Clawrium uses Ansible under the hood for SSH-based orchestration. You run `clm` from your control machine, which talks to target hosts over SSH. No agents, no containers, no Kubernetes complexity - just processes running on hosts with a unified management layer.

## Commands

```bash
# Initialize Clawrium
clm init

# Host management
clm host init worker-1              # Generate SSH keys and configure remote host
clm host add worker-1               # Add initialized host to fleet
clm host list                       # List all hosts
clm host status worker-1            # Check host connectivity
clm host remove worker-1            # Remove host from fleet

# Agent management
clm agent registry list             # Browse available agents
clm agent install -t openclaw -H worker-1 -n assistant-1
clm agent ps                        # View all agents across fleet
clm agent onboard assistant-1       # Configure agent interactively
clm ps                              # Quick fleet overview

# Provider management
clm provider add anthropic          # Add API keys for inference providers
clm provider list                   # View configured providers

# Chat with agents
clm chat assistant-1                # Start interactive session
```

## Why Clawrium

You're running multiple AI agents - coding assistants, internal tools, experiment harnesses - across machines on your network. Without Clawrium, you SSH into each box, manage configs individually, lose track of token spend, and have no unified view of what's running where.

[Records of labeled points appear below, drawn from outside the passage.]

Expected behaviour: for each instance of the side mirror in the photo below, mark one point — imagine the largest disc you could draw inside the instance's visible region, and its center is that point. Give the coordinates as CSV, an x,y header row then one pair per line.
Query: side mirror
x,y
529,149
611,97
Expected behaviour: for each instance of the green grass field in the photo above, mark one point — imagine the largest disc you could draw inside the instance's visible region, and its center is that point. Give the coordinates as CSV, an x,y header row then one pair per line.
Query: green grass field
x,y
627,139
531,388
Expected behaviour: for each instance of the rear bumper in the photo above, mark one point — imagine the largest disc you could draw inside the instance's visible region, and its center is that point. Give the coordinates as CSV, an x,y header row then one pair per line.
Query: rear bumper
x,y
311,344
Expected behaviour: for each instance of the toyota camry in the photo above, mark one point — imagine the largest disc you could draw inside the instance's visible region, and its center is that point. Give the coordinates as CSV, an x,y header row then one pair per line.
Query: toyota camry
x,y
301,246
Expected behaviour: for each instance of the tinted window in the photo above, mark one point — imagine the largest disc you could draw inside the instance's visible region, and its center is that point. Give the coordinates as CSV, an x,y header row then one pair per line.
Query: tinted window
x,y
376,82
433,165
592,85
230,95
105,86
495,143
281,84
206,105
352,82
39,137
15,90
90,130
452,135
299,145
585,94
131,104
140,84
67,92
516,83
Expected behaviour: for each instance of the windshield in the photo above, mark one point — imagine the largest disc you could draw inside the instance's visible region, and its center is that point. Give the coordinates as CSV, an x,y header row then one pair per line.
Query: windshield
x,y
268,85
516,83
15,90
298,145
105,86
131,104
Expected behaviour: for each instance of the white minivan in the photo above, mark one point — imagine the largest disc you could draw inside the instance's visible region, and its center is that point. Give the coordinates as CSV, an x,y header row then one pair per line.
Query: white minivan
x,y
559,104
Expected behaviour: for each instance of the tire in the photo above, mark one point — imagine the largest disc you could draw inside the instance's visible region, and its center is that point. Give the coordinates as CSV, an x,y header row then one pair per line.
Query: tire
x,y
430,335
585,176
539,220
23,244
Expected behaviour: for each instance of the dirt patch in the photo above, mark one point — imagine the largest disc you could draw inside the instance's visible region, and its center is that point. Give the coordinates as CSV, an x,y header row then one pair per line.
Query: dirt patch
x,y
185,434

Clawrium gives you `kubectl`-style fleet control for AI agents:

- **One CLI, all hosts.** Add machines to your fleet and deploy any claw type to any host.
- **Lifecycle management.** Upgrades, rollbacks, secrets rotation, backups - handled.
- **Token tracking & guardrails.** See spend across your fleet. Set limits before someone's experiment burns through your API budget.
- **Model experimentation.** Swap models across agents to compare performance without touching individual configs.

## Quickstart

**Requirements:** Python 3.11+, [uv](https://docs.astral.sh/uv/)

```bash
# Install
uvx clawrium

# Initialize config
clm init

# Set up a host
clm host init 192.168.1.100 --user your-username
clm host add worker-1

# Add inference provider (e.g., Anthropic for Claude models)
clm provider add anthropic

# Install an agent
clm agent install --type openclaw --host worker-1 --name my-assistant

# Configure the agent
clm agent onboard my-assistant

# Check fleet status
clm ps

# Chat with your agent
clm chat my-assistant
```

**→ Full setup guide, claw types, and configuration reference: [ric03uec.github.io/clawrium](https://ric03uec.github.io/clawrium/)**

## Who this is for

Clawrium is for **engineers running AI agents in non-trivial setups** - home labs, dev teams, research groups. If you have more than one agent running on more than one machine, this tool exists for you.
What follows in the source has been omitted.